On Tuesday, talk show host Jimmy Fallon promoted the march during his "Tonight Show" monologue.

“I just want to remind everybody that this Saturday, March 24, students from Marjory Stoneman Douglas High School have organized a march in Washington,” Fallon said. “It’s called the March for Our Lives, and it’s to tell the government, loud and clear, that we demand change on the issue of gun control.”

The march has gotten so big, it has upstaged one of the district's biggest events: the annual National Cherry Blossom Festival. Its opening ceremony has been moved to Sunday to alleviate congestion.

"As the young men and women from Parkland, Florida, have been preparing for Saturday's event, the District has been preparing to keep them safe here in Washington," D.C. Mayor Muriel E. Bowser said earlier this week. "We are very much looking forward to supporting this rally."

Federal agents and D.C. police will be in full force to ensure the safety of protesters.

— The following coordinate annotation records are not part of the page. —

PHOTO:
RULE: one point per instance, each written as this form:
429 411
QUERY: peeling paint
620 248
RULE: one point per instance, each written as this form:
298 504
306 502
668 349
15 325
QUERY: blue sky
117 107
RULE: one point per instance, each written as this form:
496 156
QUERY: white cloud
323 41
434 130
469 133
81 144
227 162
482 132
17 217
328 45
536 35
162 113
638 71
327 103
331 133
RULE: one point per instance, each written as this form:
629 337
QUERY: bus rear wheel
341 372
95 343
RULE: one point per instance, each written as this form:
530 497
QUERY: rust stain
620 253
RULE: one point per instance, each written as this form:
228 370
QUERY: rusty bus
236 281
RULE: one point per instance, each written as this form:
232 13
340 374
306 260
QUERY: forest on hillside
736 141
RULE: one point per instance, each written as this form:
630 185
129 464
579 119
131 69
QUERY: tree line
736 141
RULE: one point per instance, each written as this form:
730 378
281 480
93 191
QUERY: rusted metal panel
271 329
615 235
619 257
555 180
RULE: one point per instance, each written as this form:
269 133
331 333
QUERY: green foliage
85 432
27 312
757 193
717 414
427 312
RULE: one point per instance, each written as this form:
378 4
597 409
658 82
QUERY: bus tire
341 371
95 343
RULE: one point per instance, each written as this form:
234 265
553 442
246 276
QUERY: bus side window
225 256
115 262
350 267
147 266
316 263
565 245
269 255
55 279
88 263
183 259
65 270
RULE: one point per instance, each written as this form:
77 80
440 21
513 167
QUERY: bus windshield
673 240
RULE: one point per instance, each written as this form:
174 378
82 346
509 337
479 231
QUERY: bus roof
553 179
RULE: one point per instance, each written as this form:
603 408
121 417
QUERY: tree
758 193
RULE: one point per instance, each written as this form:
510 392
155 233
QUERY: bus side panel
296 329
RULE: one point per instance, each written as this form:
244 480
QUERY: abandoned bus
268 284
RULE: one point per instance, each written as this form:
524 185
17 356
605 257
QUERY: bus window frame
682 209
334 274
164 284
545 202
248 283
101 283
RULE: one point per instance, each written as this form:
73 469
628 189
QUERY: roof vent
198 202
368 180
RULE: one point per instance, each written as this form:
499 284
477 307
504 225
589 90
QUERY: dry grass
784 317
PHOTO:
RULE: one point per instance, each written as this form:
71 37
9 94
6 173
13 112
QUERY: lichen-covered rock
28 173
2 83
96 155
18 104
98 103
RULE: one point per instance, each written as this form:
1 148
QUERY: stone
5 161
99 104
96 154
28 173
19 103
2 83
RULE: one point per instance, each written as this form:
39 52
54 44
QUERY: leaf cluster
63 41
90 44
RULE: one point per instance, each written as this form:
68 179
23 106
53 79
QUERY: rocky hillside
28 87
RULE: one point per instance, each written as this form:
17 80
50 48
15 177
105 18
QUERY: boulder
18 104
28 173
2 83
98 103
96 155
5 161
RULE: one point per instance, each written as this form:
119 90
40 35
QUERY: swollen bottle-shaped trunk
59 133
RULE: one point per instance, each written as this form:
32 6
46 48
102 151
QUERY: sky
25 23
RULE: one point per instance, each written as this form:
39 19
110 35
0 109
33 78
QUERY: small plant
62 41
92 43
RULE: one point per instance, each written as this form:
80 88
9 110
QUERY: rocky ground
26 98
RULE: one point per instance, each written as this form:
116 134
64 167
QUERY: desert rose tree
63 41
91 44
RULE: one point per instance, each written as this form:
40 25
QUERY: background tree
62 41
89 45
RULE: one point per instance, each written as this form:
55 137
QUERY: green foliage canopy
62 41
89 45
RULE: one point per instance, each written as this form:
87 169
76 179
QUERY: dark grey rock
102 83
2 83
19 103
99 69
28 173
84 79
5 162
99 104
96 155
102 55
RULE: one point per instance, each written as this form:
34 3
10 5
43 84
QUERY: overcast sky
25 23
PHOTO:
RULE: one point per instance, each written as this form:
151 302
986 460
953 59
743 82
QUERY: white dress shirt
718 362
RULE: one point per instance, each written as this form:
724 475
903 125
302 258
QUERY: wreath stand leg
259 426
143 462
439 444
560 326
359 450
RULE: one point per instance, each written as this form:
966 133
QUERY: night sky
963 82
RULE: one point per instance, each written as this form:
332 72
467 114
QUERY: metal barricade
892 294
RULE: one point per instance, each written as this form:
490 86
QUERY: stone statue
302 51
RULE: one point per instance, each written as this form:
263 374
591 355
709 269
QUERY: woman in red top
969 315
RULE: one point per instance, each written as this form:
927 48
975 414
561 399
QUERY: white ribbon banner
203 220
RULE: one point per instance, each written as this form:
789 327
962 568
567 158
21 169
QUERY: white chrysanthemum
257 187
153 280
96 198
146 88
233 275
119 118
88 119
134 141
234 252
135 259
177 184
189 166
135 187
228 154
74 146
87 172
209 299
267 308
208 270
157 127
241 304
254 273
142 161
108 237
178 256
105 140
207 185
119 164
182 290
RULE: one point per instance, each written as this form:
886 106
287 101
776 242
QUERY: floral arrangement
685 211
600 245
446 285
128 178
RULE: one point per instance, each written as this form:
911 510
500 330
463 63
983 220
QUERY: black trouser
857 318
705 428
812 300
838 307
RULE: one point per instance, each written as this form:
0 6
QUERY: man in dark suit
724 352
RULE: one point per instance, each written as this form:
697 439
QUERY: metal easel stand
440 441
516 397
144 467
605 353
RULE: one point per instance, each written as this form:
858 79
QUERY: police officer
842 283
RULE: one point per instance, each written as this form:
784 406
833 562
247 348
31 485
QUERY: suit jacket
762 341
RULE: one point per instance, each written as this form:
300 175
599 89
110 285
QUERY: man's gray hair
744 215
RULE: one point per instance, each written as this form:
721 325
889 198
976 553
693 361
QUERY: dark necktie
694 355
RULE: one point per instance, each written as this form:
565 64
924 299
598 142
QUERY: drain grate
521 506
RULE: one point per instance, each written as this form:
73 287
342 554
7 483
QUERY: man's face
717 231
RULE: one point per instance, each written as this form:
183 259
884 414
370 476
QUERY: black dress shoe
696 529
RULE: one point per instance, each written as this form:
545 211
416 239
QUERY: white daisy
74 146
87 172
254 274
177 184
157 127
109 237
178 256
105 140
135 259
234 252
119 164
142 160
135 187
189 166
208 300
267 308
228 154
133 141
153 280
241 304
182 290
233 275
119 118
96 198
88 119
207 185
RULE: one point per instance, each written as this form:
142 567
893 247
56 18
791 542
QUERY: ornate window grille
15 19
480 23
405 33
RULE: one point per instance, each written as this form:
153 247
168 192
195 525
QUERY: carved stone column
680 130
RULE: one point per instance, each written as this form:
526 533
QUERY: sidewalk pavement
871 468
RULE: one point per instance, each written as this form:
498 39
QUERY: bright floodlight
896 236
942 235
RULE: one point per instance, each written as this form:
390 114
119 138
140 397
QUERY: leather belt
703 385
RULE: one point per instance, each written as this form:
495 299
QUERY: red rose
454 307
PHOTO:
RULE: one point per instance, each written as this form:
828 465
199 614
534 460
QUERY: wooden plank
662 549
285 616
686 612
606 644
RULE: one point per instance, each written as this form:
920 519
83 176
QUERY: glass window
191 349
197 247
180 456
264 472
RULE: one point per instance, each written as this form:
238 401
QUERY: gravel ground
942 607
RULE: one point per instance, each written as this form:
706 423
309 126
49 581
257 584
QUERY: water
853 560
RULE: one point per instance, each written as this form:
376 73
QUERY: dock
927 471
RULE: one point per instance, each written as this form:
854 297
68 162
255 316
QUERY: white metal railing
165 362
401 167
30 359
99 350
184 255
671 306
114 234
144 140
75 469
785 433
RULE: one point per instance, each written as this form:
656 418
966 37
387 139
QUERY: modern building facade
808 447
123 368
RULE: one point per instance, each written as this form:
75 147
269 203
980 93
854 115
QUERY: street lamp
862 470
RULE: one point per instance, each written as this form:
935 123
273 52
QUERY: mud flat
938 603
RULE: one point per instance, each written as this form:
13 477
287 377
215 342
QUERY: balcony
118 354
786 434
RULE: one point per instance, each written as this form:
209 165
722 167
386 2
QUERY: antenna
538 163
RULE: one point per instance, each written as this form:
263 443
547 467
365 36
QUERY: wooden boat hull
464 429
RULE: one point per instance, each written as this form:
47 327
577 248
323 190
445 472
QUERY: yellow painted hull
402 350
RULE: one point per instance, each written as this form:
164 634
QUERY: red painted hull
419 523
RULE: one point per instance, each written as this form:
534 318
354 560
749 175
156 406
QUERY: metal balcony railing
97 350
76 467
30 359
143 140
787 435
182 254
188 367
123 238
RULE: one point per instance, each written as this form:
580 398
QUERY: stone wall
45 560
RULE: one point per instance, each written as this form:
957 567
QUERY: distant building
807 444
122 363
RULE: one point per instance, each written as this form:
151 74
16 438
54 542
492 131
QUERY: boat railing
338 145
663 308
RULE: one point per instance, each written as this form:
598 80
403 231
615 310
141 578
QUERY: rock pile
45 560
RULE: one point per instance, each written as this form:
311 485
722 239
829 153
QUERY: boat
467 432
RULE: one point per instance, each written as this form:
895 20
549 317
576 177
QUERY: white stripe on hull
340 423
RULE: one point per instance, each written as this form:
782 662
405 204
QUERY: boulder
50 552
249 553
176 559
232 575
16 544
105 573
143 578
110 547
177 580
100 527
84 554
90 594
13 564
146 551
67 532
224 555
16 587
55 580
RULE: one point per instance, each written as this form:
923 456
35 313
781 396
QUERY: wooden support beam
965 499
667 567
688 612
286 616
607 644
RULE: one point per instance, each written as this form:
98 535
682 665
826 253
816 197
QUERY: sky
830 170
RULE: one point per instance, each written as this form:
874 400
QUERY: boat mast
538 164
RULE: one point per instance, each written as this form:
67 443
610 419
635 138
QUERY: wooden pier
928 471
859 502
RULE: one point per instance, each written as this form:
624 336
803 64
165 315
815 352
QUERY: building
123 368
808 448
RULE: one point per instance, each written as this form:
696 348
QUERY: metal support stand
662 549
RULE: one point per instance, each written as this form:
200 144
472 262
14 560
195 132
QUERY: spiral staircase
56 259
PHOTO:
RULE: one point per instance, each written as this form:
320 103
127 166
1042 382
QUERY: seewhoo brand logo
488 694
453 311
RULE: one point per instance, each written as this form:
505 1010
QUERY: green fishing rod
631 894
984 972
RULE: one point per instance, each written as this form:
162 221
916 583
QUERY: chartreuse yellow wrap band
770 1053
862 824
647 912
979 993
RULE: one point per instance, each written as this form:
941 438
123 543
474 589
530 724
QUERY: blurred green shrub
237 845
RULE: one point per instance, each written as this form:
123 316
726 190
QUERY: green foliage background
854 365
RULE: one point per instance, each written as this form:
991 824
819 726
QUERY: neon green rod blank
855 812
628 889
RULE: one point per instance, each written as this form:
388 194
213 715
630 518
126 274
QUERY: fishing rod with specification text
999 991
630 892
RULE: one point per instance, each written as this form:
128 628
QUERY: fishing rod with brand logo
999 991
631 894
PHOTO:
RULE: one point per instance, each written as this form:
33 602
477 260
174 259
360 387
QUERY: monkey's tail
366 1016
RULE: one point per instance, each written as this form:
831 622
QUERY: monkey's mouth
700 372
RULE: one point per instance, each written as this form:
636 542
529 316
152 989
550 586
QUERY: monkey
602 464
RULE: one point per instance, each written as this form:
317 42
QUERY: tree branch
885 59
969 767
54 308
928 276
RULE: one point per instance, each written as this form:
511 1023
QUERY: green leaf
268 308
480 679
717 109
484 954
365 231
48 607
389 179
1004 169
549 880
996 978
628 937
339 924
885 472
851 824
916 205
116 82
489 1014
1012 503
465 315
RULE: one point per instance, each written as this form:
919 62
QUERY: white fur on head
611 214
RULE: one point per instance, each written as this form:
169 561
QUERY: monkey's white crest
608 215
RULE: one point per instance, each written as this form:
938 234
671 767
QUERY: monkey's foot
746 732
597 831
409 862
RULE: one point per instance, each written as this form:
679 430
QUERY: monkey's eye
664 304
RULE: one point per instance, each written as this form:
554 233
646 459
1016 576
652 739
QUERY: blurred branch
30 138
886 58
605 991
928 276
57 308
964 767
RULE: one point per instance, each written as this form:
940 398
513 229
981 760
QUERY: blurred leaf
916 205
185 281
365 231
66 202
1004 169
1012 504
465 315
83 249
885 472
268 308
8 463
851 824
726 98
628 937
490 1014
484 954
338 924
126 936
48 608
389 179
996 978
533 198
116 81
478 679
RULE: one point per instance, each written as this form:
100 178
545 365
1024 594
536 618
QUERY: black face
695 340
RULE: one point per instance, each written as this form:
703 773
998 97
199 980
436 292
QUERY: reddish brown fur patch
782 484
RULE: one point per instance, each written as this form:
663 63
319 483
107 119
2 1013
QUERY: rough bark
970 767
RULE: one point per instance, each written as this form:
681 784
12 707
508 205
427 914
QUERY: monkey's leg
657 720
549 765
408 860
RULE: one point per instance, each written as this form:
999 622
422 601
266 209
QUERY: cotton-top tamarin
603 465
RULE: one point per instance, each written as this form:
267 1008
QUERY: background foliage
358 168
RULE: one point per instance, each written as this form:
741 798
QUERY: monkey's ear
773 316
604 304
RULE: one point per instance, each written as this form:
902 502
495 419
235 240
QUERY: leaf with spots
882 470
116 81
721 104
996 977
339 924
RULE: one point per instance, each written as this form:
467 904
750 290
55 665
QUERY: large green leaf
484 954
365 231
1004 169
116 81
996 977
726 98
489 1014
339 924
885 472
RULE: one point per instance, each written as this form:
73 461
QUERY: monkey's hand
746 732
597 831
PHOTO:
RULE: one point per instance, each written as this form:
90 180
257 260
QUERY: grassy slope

Metro lines will run every two or three minutes, 2,000 portable toilets will be provided and medical tents will double as reunification points in case participants get separated from loved ones.

"We are looking forward to these teenagers and everybody who believes that we must do more to have sensible gun regulation in our nation and to keep children safe in their schools and in their neighborhoods,'' said Bowser, who appeared with singer Justin Timberlake a few days ago in a promotional video for the march.

Many people in the D.C. area are offering to help visiting students by offering beds, food and transportation.

“We wanted to do something to help,’’ said Gabrielle Zwi, one of four students at Walter Johnson High School in Bethesda, Md., who launched an online housing network seeking families willing to open their homes to students.

Within days, the network found more than 200 residents who offered beds, couches or rooms at their homes to more than 300 students.

“Our whole group was completely shocked by the response that we got. I think it’s absolutely wonderful,’’ Zwi said.

Zwi’s high school is hosting a free pot luck dinner for visiting students Friday night. Families who are unable to host students have offered to make bag lunches or donate subway cards.

The main Douglas High activists, who appeared on 60 Minutes last Sunday, left South Florida over the weekend to promote the D.C. march with a media blitz in New York.

On Monday, they held a live discussion, viewed by more than 700,000 people, at Twitter's New York headquarters using the hashtag #AskMSDstudents. On Tuesday, they participated in a forum at Harvard University.

Earlier Tuesday, Douglas High students held a pep rally in Parkland to kick off the March for our Lives.

“Let us do what our politicians did not do when our school was transformed into a battleground,’’ said Demitri Hoth, a Douglas High senior. “Let us fight for justice. Let us extend our hand to every student, teacher, parent to come together to demand that our government do something. Because enough is enough.”


Palm Beach County marches Saturday

Boca Raton: 10:30 a.m. from Boca Raton City Hall, at 201 W. Palmetto Park Road, to the Mizner Park Amphitheater

West Palm Beach: 2 p.m. from Dreher Park, at 1100 Southern Blvd, to as close to Mar-a-Lago as security allows.

Delray Beach: 4 p.m. from Old School Square, at 51 N Swinton Ave., to the beach.

Jupiter: Noon from Jupiter Community Center, at 200 Military Trail.

Other marches of note

Boynton Beach: Several senior communities will be rallying Saturday. On Military Trail, from Boynton Beach Boulevard to Lake Ida Road, grandparents plan to rally for a ban on assault weapons. In addition, Cascades, a community on Military Trail south of Golf Road, will hold rallies at noon.

Parkland: 10 a.m. at Pine Trails Park, 10555 Trails End

Stuart: 10 a.m. at the bandshell at Memorial Park, 300 S.E. Ocean Blvd.